Puncak haul digelar pada malam hari. Acara diawali dengan penampilan hadroh, diikuti pembukaan oleh pembawa acara, pembacaan ayat suci Al-Qur’an, serta rangkaian tawassul dan tahlil. Dalam sambutannya, Khadim Ma’had KH. Zia Ul Haramein, Lc., M.Si., menekankan pentingnya menjaga kesinambungan tradisi keilmuan yang telah dirintis oleh sang founding father Darus-Sunnah.

Sesi Mau’izhoh Hasanah menghadirkan nuansa reflektif saat Prof. Dr. KH. Said Agil Husin Al-Munawwar, MA., menyampaikan pesan-pesannya. Ia mengajak hadirin untuk memaknai haul bukan sekadar ritual tahunan, melainkan sebagai momentum membaca kembali warisan seorang ulama melalui amal jariyah, ilmu yang ia ajarkan, sedekah yang ia berikan, serta doa yang terus mengalir dari generasi penerus.

Hakikat Kematian dan Kesadaran Spiritual

Dalam ceramahnya, Menteri Agama Republik Indonesia era Kabinet Gotong Royong ini juga menyinggung hakikat kematian sebagai misteri yang sepenuhnya berada dalam kuasa Tuhan.Ia mengilustrasikan hal itu melalui fenomena mati suri untuk menegaskan bahwa nalar manusia tidak sepenuhnya mampu menjangkau batas antara hidup dan mati. Karena itu, menurutnya, manusia perlu menjalani kehidupan dunia dengan kesadaran akan keterbatasan sekaligus kesiapan menuju akhirat.
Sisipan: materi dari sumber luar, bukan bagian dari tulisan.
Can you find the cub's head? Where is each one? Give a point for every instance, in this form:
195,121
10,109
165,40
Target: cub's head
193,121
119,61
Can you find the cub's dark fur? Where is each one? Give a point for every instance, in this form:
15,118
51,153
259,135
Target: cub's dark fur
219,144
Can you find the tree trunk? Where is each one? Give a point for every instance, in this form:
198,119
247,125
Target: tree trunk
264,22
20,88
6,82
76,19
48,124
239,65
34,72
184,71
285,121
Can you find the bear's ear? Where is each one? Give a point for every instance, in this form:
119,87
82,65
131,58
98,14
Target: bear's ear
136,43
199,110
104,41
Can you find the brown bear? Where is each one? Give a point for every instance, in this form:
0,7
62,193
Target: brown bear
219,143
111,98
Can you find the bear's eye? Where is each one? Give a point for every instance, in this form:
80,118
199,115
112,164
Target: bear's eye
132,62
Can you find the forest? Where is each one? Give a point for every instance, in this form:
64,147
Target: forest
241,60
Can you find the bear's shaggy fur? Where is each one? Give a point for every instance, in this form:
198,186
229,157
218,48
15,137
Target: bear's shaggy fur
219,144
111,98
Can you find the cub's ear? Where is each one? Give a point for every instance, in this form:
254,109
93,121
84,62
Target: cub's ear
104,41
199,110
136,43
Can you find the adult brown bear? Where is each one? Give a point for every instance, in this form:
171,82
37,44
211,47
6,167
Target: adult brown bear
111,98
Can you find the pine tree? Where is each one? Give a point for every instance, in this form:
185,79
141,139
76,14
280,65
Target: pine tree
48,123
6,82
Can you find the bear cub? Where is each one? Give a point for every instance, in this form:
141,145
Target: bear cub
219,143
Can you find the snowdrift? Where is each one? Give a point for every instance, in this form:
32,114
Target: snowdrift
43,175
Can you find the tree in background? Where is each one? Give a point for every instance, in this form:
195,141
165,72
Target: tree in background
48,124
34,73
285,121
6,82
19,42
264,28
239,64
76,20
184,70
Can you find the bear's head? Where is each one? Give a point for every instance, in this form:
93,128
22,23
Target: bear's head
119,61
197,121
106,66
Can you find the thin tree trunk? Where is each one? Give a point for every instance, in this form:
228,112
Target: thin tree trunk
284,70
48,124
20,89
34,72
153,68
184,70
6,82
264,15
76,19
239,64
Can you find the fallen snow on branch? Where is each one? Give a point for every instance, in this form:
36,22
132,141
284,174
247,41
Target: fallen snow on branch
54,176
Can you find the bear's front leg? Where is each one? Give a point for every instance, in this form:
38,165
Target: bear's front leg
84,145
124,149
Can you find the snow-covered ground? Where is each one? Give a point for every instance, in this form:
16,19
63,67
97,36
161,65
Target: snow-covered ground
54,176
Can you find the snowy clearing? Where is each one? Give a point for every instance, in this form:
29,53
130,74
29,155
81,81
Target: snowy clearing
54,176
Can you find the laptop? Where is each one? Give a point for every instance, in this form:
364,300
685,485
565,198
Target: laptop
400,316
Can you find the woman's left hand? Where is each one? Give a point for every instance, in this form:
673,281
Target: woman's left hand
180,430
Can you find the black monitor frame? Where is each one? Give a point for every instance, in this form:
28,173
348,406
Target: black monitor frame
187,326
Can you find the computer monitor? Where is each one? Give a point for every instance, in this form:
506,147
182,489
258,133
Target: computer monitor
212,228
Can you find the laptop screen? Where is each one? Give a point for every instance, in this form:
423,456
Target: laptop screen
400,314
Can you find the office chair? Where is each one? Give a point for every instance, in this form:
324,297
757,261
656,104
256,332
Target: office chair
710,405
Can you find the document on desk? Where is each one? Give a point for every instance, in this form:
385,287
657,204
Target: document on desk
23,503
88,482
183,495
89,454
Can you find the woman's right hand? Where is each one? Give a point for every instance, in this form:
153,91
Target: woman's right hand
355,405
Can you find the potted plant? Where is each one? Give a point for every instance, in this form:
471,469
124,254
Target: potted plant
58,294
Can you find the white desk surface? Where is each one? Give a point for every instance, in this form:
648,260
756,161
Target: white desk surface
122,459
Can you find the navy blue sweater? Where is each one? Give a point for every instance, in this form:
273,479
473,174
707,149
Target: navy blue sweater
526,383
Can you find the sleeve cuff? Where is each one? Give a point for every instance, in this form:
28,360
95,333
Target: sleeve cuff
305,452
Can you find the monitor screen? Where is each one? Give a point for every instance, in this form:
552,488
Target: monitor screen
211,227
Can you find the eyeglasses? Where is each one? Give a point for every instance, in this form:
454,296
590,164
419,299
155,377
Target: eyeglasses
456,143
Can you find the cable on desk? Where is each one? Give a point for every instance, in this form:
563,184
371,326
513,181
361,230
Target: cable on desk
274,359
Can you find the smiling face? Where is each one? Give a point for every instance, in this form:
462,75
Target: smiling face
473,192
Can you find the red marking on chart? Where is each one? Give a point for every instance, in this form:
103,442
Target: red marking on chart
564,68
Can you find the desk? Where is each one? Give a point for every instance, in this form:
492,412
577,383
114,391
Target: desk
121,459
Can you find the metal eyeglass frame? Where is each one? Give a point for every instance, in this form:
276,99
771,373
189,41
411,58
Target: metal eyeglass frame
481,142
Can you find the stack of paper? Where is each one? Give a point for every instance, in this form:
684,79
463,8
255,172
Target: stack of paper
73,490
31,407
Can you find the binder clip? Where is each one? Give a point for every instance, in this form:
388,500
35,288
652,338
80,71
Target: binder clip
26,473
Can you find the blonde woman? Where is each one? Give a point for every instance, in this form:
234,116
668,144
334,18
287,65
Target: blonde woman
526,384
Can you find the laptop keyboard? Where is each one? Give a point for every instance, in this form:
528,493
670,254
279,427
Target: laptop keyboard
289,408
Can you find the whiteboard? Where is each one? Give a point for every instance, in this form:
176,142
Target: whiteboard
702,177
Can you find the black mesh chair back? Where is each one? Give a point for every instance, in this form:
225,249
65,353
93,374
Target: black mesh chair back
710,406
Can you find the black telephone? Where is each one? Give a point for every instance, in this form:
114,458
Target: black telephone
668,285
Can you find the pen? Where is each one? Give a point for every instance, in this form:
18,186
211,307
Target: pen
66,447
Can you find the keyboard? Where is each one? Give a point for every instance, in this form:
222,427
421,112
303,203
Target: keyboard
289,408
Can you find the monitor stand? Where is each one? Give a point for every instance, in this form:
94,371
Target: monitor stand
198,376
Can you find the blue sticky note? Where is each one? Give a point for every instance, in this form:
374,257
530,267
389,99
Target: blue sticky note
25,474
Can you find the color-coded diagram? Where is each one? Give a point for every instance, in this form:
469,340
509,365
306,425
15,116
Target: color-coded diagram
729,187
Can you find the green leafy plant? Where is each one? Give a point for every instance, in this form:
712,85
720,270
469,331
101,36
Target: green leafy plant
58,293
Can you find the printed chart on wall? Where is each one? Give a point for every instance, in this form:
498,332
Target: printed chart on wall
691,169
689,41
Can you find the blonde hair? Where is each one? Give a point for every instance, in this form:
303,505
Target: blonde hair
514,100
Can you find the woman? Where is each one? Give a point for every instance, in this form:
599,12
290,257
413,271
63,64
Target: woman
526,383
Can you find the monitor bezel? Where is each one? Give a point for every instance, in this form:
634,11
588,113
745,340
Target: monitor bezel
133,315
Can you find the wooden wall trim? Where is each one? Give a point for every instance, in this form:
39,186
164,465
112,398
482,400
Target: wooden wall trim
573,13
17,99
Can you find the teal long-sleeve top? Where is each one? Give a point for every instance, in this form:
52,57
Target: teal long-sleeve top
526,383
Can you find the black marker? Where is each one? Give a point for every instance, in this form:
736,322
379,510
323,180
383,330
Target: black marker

Ia juga menegaskan bahwa amalan orang yang masih hidup dapat memberi manfaat bagi yang telah wafat. Mengutip pandangan ulama klasik, ia menyebut bahwa bacaan Al-Qur’an, zikir, dan doa yang dipanjatkan dalam haul merupakan bentuk ikhtiar spiritual yang memiliki dasar kuat dalam tradisi keilmuan Islam.

Jejak Ulama Penjaga Sunnah

Lebih jauh, alumni Universitas Islam Madinah yang juga menjabat sebagai Guru Besar di UIN Syarif Hidayatullah Jakarta ini mengaitkan sosok almarhum dengan figur ulama penjaga sunnah. Ia mencontohkan Imam Ahmad bin Hanbal sebagai representasi Khadimul Sunnah, dan menempatkan KH. Ali Mustafa Yaqub dalam garis tradisi yang sama, seorang ulama yang mendedikasikan hidupnya untuk menjaga otoritas hadis.

Dalam bagian lain ceramahnya, ia mengingatkan pentingnya menjaga semangat belajar. “Seseorang tetap menjadi alim selama ia terus belajar,” pesannya. Ia juga menyoroti pentingnya menjaga akses terhadap manuskrip klasik sebagai bagian dari warisan intelektual umat yang tidak boleh terputus.

Menutup tausiyahnya, ia berpesan agar para santri dan alumni tidak pelit berbagi ilmu. Menurutnya, pengetahuan hanya bermakna ketika seseorang menyebarkan dan mengajarkannya. Di situlah letak kesinambungan amal jariyah seorang pencari ilmu.

Semoga jejak hidup Allâhu yarham Ali Mustafa Yaqub senantiasa menginspirasi kita untuk meneladani dan melanjutkan pengabdiannya sebagai pelayan sunnah Nabi, sebagaimana tema haul kali ini. Al-Fâtihah.